Reading Comprehension and its Assessment : Aligning Operationalization with Conceptualization of the Construct
Alexander, Patricia A.
MetadataShow full item record
The current study explored ways to improve reading comprehension assessments. Available assessments appeared misaligned with views of comprehension that are emerging in the reading research literature. Further, the measurement models as currently applied to comprehension assessment do not take into account the cognitive perspective of the construct when estimating proficiency. It has been argued that an assessment, an evidentiary argument, when based on a theory of the construct can offer more informative estimates of proficiency and improve validity of the inferences drawn from those estimates (Mislevy, Steinberg, & Almond, 2003). For this study, the design and the analytic approach for an assessment of comprehension were grounded on a premise that comprehension is influenced by task attributes (e.g., text type or target mental representation) as well as reader attributes (e.g., prior knowledge or interest). Construction of the comprehension measure and the ensuing psychometric analyses were framed following Kintsch's (1998) Construction-Integration model and Alexander's (1997) Model of Domain Learning. The resulting measure was administered to 160 eighth-grade students with no known status of receiving services for special education. In completing the comprehension task, the students read four text passages and answered a set of text passage-related questions, eight per passage.
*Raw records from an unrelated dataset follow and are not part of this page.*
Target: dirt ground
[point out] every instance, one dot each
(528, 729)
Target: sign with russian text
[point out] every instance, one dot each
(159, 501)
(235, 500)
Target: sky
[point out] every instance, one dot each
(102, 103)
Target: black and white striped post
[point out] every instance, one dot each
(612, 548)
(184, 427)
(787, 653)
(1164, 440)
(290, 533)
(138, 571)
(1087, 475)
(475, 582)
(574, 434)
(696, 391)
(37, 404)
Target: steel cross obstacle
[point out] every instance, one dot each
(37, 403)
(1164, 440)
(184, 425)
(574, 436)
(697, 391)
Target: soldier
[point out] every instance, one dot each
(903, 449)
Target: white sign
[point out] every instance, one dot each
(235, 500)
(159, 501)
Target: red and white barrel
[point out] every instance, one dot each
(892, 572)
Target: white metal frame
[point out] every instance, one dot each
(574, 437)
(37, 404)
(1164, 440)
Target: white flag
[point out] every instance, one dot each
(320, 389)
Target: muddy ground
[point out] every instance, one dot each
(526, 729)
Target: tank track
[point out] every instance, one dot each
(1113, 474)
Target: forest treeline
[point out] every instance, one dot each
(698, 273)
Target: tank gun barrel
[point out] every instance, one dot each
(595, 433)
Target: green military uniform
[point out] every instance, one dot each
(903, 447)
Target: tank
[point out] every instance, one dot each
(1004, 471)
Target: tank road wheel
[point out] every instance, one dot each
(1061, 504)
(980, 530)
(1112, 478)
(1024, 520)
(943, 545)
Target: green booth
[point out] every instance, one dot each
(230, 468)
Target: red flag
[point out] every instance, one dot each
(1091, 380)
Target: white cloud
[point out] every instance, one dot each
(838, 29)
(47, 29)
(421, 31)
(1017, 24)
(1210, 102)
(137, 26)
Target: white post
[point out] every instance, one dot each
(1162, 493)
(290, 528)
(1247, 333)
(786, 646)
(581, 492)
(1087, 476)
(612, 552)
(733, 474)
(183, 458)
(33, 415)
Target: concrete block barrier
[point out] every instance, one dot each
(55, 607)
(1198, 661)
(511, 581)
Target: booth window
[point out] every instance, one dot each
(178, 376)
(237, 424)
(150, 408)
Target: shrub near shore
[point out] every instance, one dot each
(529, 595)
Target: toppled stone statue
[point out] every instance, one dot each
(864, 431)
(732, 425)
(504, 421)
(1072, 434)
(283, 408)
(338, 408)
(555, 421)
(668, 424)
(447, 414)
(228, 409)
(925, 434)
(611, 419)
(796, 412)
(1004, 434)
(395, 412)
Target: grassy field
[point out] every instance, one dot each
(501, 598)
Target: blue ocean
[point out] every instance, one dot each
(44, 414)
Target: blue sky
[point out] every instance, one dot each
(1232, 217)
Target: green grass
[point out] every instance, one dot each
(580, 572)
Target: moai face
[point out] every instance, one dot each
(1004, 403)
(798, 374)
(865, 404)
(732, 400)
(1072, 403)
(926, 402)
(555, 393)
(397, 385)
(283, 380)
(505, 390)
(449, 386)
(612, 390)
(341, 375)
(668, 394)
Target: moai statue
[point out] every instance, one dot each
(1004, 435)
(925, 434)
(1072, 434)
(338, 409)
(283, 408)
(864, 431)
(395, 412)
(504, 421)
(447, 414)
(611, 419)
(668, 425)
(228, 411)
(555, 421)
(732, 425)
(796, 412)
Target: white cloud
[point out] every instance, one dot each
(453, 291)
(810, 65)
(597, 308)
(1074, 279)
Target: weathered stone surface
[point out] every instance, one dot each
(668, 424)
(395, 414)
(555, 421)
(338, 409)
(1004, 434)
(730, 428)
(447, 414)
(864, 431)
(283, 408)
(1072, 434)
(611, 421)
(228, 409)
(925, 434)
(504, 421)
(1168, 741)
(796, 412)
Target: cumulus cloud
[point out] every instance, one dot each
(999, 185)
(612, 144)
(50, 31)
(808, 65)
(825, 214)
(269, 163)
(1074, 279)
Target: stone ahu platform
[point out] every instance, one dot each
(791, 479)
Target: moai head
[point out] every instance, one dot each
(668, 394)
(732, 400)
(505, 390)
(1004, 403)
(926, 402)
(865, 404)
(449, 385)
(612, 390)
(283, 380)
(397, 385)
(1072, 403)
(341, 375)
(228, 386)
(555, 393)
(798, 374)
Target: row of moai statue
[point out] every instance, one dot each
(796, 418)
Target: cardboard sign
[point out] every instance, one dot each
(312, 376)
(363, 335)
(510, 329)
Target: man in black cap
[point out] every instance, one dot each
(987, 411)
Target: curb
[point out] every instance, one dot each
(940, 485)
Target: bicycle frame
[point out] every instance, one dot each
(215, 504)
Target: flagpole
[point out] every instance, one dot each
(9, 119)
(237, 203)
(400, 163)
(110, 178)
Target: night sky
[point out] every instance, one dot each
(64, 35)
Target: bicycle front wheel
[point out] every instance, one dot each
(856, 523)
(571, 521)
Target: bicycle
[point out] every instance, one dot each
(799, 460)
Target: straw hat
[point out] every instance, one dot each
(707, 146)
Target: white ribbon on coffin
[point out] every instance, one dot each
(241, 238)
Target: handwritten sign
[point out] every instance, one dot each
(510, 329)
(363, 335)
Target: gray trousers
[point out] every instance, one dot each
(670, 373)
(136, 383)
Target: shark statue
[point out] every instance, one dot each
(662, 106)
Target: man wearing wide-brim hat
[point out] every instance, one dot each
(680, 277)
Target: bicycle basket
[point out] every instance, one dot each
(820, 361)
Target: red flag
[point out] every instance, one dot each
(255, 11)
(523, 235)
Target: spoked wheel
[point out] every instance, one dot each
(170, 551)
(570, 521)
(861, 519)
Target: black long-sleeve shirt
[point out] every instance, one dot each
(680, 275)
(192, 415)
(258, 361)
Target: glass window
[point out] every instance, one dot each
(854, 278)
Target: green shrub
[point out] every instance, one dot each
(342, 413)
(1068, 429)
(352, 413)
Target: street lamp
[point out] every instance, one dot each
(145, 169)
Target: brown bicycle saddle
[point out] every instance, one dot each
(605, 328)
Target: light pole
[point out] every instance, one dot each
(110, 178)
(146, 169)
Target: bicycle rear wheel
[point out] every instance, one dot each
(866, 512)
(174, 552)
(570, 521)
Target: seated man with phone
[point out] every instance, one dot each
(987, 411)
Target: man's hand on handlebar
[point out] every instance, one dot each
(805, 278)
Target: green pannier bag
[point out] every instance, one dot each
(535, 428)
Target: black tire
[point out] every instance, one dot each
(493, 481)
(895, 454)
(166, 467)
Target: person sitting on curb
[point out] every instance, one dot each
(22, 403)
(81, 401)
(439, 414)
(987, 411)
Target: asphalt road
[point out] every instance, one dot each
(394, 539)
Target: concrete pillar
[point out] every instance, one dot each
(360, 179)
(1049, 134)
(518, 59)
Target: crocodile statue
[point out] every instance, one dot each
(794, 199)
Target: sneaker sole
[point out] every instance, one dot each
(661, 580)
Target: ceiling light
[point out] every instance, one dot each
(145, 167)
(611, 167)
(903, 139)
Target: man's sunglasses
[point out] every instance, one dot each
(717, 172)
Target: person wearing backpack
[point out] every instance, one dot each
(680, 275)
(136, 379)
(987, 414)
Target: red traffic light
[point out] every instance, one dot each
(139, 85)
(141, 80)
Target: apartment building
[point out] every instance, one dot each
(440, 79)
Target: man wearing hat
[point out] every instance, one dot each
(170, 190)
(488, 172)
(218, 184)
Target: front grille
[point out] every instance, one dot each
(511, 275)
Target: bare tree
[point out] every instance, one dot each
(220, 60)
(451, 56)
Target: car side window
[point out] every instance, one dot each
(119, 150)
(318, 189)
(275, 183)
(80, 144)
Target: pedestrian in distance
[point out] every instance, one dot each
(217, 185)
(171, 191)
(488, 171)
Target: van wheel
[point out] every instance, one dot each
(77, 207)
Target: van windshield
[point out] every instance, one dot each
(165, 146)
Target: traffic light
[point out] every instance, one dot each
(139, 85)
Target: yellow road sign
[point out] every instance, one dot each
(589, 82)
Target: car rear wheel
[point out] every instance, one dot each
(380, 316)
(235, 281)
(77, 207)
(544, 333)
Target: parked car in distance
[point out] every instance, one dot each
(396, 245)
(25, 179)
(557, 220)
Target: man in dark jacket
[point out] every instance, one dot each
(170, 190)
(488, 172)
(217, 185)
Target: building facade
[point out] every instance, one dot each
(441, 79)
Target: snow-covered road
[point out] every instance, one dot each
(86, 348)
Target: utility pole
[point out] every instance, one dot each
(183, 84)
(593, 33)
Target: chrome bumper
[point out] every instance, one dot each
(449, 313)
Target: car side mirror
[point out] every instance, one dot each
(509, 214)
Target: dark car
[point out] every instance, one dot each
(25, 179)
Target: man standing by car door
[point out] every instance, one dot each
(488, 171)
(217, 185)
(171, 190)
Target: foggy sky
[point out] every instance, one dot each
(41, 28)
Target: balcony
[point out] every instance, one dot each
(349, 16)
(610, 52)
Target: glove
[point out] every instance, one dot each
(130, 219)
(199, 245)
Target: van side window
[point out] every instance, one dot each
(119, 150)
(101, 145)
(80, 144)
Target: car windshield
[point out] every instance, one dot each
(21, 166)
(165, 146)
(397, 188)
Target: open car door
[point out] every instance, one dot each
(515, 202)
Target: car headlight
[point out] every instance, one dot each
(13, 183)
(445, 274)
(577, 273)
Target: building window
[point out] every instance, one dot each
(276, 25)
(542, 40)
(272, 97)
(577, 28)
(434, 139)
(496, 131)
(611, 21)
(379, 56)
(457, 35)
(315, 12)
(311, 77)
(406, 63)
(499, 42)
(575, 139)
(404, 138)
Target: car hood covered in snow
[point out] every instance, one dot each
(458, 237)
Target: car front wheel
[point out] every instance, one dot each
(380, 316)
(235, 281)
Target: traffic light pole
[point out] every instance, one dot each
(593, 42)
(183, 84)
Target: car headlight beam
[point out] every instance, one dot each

Those passages varied by text type and text topic, and questions varied by the target mental representations of a text and relations among the events of a situation described in the text. In addition, participants answered a set of questions for self-reporting about their familiarity with and interest in the topic of a text passage that they had read. In synthesizing the data, a particular form of the Linear Logistic Test Model introduced by Fischer (1973) was applied within a Bayesian framework. When the attributes were incorporated in the measurement model, the comprehension proficiency estimates changed in a way that reflected positive effects of topic familiarity and topic interest. Further, the task and reader attributes considered in the study contributed to estimates of item difficulties. Thus, the study, based on empirical evidence, suggests that developing a comprehension assessment more aligned with views of the construct offered in the literature is indeed viable.